During the first round of the Restaurant Revitalization Fund, more than 278,000 applications were submitted, but the U.S. Small Business Administration was only able to fund approximately 101,000 businesses. An unknown number of businesses had their promised funds rescinded following the outcome of multiple lawsuits filed by white male restaurant owners claiming that the prioritization of women, minority groups, and veterans was discriminatory.

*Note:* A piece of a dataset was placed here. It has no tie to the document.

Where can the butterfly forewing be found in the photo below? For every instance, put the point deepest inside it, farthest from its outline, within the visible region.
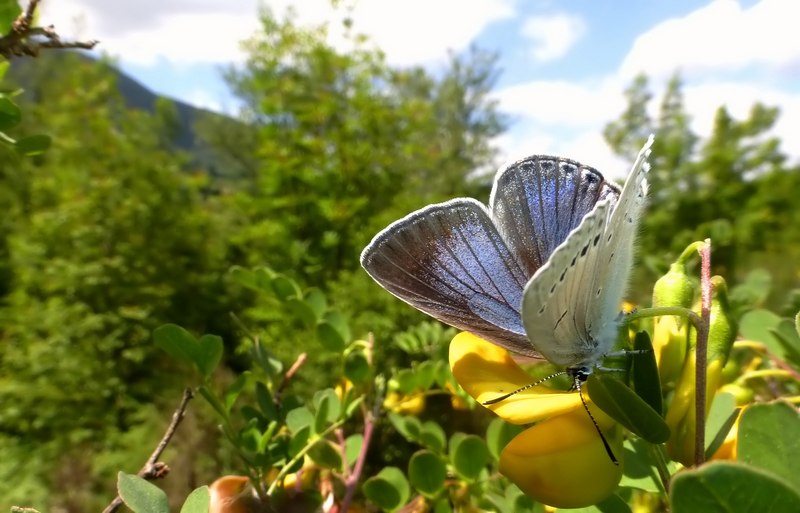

This is the third attempt Congress has made to introduce a replenishment for the Restaurant Revitalization Fund, which closed its round one portal on July 14 after funds were depleted earlier this summer. In June, Congress introduced the Restaurant Revitalization Fund Replenishment Act of 2021 to replenish the fund with $60 billion, but the legislation was never voted on.
In July, Republican Congressman and ranking member of the House Committee on Small Business, Blaine Luetkemeyer, introduced similar legislation — the ENTRÉE Act — that would also add $60 billion funds to the Restaurant Revitalization Fund. This replenishment, in contrast, would be accounted for with funding provided by unspent Economic Injury Disaster Loans and state and local funds from President Biden’s American Rescue Plan.
“These small businesses have already suffered 17 months of losses and are now desperate for help as they face rising food costs and a new wave of consumer hesitancy,” Erika Palmer, executive director of the Independent Restaurant Coalition said in a statement. “The Restaurant Revitalization Fund gave over one hundred thousand businesses and the millions of people they employ a fair shot at survival. That initial program was, in Senator Schumer’s words, a down payment for a much needed, larger investment.”
This call for emergency Restaurant Revitalization Fund grants comes as COVID-19 cases continue to rise and the CDC just issued a statement recommending vaccinated people to start wearing masks again indoors in certain areas of the country as the Delta variant surges.